Elise Paschen // Red Hen Press, 2026

Blood Wolf Moon // Red Hen Press, 2026

Elise Paschen’s sixth book of poetry, Blood Wolf Moon, weaves together heritage, language and personal narrative into a deeply moving, thoughtful collection of poems. “I was/ born in the month of the Blood Wolf Moon,” she writes in the first poem of the collection, “Heritage”. In this way, the poems are largely about what it means to exist for Paschen—the collection is a sort of origin story.

The book, which draws on multiple Osage dictionaries, becomes in many ways its own dictionary of terms and meanings, memories and generational stories. The dictionary poems at the end of the collection are some of the most moving. Written in an Osage alphabet, in a phonetic alphabet, and in English, these poems lend a unique complexity to the telling of Paschen’s heritage and personal identity. “I zigzag/ into the world/ a woman,/ a wolf.” the last dictionary poem starts, and I am left with the sense that the poems in this collection are her wolf-ness.

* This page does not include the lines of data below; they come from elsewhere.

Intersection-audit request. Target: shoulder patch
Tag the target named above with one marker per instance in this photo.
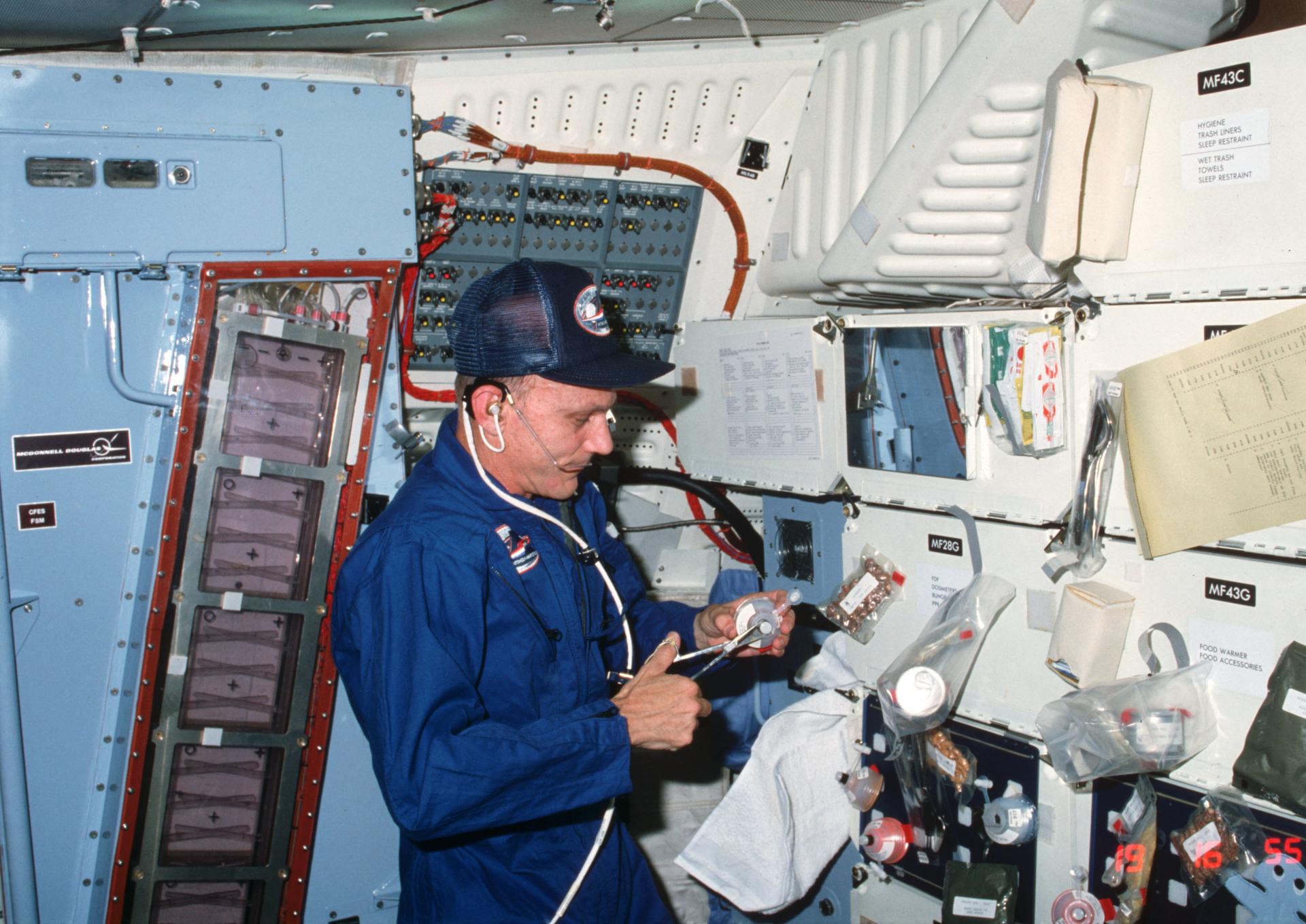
(520, 551)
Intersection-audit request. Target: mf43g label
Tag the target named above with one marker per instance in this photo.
(1230, 592)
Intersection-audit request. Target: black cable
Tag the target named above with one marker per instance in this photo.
(739, 524)
(204, 33)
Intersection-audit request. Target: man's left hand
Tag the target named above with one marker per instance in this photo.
(718, 624)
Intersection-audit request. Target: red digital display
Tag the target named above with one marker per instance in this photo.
(1284, 847)
(1130, 858)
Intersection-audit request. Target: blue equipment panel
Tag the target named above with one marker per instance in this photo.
(85, 581)
(144, 220)
(803, 546)
(1175, 804)
(217, 167)
(635, 238)
(998, 757)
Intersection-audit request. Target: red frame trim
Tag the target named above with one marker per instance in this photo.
(322, 700)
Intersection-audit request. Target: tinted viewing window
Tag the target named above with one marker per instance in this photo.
(61, 171)
(131, 174)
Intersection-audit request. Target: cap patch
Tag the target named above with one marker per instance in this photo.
(589, 312)
(522, 553)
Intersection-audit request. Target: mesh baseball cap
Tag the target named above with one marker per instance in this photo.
(546, 320)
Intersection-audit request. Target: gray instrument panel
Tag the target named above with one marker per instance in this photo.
(635, 238)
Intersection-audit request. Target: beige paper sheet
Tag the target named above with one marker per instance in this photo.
(1215, 437)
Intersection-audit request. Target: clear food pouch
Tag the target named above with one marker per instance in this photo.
(1079, 546)
(951, 762)
(1131, 867)
(864, 597)
(1024, 390)
(1220, 841)
(925, 681)
(1138, 725)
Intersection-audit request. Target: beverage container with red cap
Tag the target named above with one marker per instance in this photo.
(924, 683)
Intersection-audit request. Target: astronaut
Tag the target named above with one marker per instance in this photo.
(474, 628)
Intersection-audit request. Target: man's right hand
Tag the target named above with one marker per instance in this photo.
(661, 711)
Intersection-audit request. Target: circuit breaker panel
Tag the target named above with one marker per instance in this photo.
(634, 237)
(222, 793)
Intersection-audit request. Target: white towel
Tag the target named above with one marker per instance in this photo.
(830, 667)
(786, 816)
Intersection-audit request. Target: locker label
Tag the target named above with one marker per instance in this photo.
(37, 516)
(1230, 592)
(945, 545)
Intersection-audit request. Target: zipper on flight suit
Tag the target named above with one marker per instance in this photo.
(550, 633)
(566, 515)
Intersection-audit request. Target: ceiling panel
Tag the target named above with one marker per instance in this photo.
(397, 25)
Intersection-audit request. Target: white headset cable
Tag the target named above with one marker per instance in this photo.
(626, 628)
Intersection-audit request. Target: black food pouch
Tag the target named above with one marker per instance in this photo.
(979, 891)
(1273, 764)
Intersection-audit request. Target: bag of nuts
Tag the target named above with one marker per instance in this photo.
(865, 596)
(1222, 840)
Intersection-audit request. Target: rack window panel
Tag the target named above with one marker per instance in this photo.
(207, 904)
(282, 400)
(221, 806)
(261, 534)
(241, 670)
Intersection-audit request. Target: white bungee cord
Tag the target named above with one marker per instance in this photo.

What I learned from these poems is (at least) two-fold. One thing has something to do with how to maintain a narrative through use of line breaks and syntax, being as clear as possible and moving through the page. The other thing has something to do with the languages of my own ancestors, how I might someday write my own dictionary poems.

Blood Wolf Moon—Read this book if you want to think about heritage in a new way.